The issue is whether the trial court misused its discretion when upon remand it justified its maintenance award by reasoning that maintenance based on equalization of income is "self-evidently fair." We hold, consistent with LaRocque v. LaRocque, 139 Wis. 2d 23, 406 N.W.2d 736 (1987), that a fifty/fifty division is not self-evidently fair; therefore, the trial court's mechanistic approach was a misuse of discretion because the trial court did not properly consider the fairness objective of maintenance determinations. Thus, we reverse the trial court order and remand with directions.

This case is before us for the second time. The first time, Charles M. Olson appealed the maintenance award to Diane C. Olson, now known as Diane Wendorf, in their divorce judgment.1 Olson v. Olson, No. 92-1013, unpublished slip op. at 1 (Wis. Ct. App. Mar. 17,1993) (Olson I). In Olson I, we stated:

[T]he family court's decision is devoid of any consideration of the effect of the maintenance award on [291]*291Charles' economic situation. This is especially troubling since the court's award appears to leave Charles in a markedly more distressed financial position than Diane.
As far as it went, the family court's decision as to why an equalized income approach to maintenance was the proper starting point is well reasoned. However, the [family] court did not further address whether the result produced by this premise was fair to Charles. We reverse the maintenance award and remand for this exercise.

Id. at 4-5. We also stated that the trial court was free to take further evidence if needed.

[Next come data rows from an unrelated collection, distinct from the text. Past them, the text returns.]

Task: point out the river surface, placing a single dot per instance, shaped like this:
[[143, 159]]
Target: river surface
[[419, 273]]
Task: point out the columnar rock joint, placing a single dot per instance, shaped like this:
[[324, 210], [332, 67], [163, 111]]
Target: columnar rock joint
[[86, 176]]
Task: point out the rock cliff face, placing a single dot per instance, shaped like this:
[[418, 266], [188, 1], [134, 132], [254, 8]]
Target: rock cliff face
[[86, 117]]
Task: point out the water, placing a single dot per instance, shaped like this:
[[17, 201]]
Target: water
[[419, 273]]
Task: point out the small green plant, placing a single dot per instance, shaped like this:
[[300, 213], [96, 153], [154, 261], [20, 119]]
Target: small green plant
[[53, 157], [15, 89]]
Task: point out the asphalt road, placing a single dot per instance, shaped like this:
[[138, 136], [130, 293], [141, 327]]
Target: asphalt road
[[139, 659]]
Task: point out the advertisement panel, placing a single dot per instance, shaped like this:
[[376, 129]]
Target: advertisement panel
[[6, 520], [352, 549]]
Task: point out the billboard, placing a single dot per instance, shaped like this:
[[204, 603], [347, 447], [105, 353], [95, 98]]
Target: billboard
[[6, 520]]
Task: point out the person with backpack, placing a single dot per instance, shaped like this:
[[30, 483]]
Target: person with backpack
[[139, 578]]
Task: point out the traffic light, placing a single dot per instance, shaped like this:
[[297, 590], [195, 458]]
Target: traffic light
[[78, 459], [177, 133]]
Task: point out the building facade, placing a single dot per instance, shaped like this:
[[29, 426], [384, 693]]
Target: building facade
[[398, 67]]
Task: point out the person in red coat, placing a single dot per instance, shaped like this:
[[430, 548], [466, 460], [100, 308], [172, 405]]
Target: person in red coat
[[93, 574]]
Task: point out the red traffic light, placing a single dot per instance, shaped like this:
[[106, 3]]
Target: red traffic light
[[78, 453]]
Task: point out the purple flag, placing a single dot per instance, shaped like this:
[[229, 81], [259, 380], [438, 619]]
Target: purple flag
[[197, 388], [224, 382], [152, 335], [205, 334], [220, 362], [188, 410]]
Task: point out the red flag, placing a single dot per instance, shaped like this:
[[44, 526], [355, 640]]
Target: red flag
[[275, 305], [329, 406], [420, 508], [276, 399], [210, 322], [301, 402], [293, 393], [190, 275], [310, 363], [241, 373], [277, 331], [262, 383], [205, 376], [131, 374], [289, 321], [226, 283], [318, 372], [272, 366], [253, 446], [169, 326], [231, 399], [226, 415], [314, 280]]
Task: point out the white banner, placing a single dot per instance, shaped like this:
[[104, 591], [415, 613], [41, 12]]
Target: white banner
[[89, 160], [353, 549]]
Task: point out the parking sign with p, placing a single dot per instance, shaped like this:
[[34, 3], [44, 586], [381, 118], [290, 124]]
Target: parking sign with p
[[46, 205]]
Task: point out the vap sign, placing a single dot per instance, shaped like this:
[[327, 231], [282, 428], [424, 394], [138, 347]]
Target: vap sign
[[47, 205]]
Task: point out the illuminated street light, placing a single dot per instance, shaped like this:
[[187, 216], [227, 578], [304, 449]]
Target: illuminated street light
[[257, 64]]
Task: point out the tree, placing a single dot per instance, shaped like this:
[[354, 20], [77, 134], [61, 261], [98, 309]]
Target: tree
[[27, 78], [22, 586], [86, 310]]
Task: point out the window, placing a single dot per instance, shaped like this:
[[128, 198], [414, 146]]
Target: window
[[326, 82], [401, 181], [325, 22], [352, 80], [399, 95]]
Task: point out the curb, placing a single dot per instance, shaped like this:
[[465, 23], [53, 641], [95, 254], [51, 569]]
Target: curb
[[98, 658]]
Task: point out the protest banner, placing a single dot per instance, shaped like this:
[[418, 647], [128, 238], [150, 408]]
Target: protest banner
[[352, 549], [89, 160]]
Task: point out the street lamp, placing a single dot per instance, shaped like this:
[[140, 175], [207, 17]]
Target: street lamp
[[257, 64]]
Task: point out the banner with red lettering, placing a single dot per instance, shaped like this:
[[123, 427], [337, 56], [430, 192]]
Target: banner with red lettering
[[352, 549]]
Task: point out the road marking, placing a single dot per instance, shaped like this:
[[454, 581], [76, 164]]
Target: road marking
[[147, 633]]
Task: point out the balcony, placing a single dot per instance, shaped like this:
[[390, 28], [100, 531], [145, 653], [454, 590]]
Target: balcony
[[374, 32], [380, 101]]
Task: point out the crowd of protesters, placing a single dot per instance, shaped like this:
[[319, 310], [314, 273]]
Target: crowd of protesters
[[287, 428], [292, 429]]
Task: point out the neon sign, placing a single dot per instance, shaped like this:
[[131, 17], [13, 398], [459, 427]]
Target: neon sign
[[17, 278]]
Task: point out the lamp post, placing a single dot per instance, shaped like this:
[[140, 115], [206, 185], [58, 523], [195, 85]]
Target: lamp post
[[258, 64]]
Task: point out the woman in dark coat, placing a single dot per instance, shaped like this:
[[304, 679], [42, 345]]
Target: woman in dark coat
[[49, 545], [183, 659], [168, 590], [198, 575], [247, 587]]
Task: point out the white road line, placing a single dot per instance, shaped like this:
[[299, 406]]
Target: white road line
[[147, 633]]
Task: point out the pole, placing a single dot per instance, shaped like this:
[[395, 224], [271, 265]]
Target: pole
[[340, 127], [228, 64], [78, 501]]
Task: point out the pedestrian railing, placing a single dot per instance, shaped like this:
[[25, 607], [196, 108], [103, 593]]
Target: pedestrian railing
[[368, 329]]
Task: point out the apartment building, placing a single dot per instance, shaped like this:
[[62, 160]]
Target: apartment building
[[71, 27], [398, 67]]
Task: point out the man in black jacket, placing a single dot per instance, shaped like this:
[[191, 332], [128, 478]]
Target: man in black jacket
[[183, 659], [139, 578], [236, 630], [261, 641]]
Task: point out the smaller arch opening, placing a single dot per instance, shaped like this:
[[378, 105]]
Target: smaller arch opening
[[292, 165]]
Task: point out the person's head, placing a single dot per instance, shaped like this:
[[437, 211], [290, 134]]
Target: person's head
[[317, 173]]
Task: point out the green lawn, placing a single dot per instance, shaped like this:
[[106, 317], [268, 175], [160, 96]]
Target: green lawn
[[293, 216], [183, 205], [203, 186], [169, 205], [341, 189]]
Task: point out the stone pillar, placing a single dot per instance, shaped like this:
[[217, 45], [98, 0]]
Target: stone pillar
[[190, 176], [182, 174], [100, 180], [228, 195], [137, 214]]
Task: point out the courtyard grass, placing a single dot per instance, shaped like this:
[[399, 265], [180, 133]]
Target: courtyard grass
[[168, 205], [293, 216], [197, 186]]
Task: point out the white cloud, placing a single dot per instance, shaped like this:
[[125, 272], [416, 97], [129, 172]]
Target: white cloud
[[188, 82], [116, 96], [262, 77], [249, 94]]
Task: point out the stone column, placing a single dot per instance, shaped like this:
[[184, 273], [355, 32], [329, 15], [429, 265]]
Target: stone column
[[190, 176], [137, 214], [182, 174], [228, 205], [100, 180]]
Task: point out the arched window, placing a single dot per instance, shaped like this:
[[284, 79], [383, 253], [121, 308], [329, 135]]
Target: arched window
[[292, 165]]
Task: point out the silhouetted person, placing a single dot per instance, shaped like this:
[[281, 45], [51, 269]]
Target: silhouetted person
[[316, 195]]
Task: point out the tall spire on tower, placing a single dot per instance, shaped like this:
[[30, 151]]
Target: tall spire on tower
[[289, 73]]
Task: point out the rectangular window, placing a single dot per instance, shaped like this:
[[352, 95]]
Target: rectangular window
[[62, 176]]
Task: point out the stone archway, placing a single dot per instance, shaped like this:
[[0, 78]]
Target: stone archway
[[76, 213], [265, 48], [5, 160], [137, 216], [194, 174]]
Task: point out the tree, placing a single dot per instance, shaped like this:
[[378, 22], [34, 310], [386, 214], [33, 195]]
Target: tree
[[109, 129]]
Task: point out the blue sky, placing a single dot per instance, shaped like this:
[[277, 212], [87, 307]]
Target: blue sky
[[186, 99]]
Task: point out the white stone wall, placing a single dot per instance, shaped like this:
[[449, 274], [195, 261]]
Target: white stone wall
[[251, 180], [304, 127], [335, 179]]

During the remand proceedings, the trial court interpreted our decision solely as a remand for clarification of its previous decision. The trial court reiterated and clarified its findings of fact and its determinations related to the remand issues.2 The trial court found Charles' salaried and self-employment income to total $42,5693 after subtracting social security taxes. It found Diane's income as $6886 after subtracting social security taxes. It further found that, beginning in 1996, Diane's probable yearly income would be $22,000. After equalizing the income, the trial court awarded $17,841 maintenance until August 6, 1996 and $11,126 per year thereafter. The trial court then calculated child support paid by Charles as $7162 based on 25% of $28,649, an equalized income of $24,727 plus social security tax added back in. Thus, [292]*292Charles was left with an income of $17,565 (before income taxes but after social security taxes) and Diane was left with an income of $18,545 (before income taxes but after social security taxes).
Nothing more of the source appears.